Dr. Still built the office in 1836 when he was twenty-four years old, as well as a small residence next door. The three-bay-by-three-bay main block is symmetrical, with windows flanking a center door on the façade. A simple front porch may be partially of historic construction, while small side and rear additions are of twentieth-century construction. The stone foundation has been covered with stucco, and a brick chimney on the west side is located outside the footprint of the house. The only decorative elements are the brackets with drop acorn pendants supporting the wide roof soffit. Over the years, Still expanded the residence until it was a three-story mansion. He also purchased many parcels of land throughout his lifetime until, at the time of his death, he was one of the largest landowners in Burlington County.
After his death the property was sold out of the family. Dr. Still’s residence was demolished in 1932. In 2006, the State of New Jersey bought the former Still property and the property to the east, making it the first African-American heritage site to be purchased by the state. The site is under the auspices of the Division of Parks and Forestry, Department of Environmental Protection. In 2013, The Medford Historical Society was designated as the Dr. Still’s Office Friends Group, and since then has rehabilitated a twentieth-century farmhouse next door to the east as a visitors and education center. However, because of the severe lack of funding for historic sites owned by the state, no restoration work has been performed on the Office and it is in a state of disrepair.
The New Jersey Historic Trust funded the preparation of a Preservation Plan for the office in 2009. However, no physical work has been performed on the building since its purchase by the state. It has structural problems that prevent all access into the building. However, over the past three years the Medford Historical Society has been pursuing a program of bringing the site to the public’s attention and developing a constituency for its preservation. The society has rehabilitated the visitors’ center next door with volunteer labor, and since its opening has developed programs for visiting school classes, teaching about the tradition of herbal healing as well as Dr. Still’s life and legacy. The society has sponsored events at the site, such as concerts, though access to the interior of the office is not possible.

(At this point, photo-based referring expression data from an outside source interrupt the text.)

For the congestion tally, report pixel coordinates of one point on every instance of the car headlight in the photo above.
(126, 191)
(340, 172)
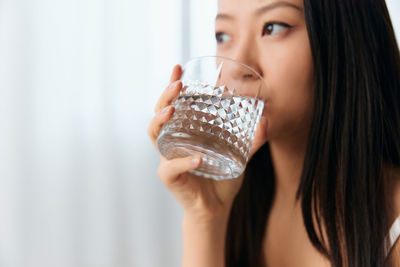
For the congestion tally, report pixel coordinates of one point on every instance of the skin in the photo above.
(271, 37)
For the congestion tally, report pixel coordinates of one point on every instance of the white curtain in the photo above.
(78, 83)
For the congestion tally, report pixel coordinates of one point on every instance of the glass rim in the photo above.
(224, 58)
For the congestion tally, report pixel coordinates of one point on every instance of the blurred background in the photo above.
(78, 83)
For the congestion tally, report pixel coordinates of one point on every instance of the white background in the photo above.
(78, 83)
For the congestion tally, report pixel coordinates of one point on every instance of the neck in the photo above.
(287, 159)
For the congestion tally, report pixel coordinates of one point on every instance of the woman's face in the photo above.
(271, 37)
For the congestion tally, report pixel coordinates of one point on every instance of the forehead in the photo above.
(235, 5)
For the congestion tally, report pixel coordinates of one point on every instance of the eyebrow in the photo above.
(263, 9)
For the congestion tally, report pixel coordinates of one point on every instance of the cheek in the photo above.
(289, 73)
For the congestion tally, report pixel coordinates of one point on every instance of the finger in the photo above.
(170, 171)
(168, 95)
(176, 73)
(158, 121)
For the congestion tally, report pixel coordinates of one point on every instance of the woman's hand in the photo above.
(203, 200)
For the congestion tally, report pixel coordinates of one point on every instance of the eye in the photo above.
(275, 28)
(222, 37)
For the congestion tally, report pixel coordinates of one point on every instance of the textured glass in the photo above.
(213, 122)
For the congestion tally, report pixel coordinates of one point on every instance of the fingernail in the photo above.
(195, 161)
(173, 85)
(166, 109)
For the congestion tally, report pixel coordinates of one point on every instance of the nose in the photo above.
(246, 52)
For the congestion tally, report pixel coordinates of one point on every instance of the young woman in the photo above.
(322, 187)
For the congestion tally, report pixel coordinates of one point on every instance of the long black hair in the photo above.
(354, 134)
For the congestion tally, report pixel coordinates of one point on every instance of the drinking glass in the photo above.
(216, 116)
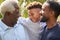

The Division of Parks and Forestry is supportive of the site, and works closely with the Medford Historical Society to monitor it, but has been appropriated no funds with which to restore and maintain it. The acute lack of funding currently available from the state for historic sites in New Jersey, including those owned by the state, is responsible for the threat by neglect to Dr. Still’s Office. The 2014 referendum appropriating a portion of the Corporate Business Tax was resoundingly supported by the public, but the funds that appeared to be intended for capital repairs were subsequently redirected to pay for salaries and operational expenses. This is an issue that must be resolved in order to protect not just Dr. Still’s Office, but all state-owned historic sites.
This threat could be eliminated by the legislature and the governor assuring an adequate and permanent source of funds for rehabilitating and maintaining historic properties owned by the state, which most citizens assumed would be the result of the 2014 referendum. Since the funds from the referendum are being used for purposes other than capital improvements, the Medford Historical Society is taking it upon itself the task of raising private money to counteract the threat as best they can.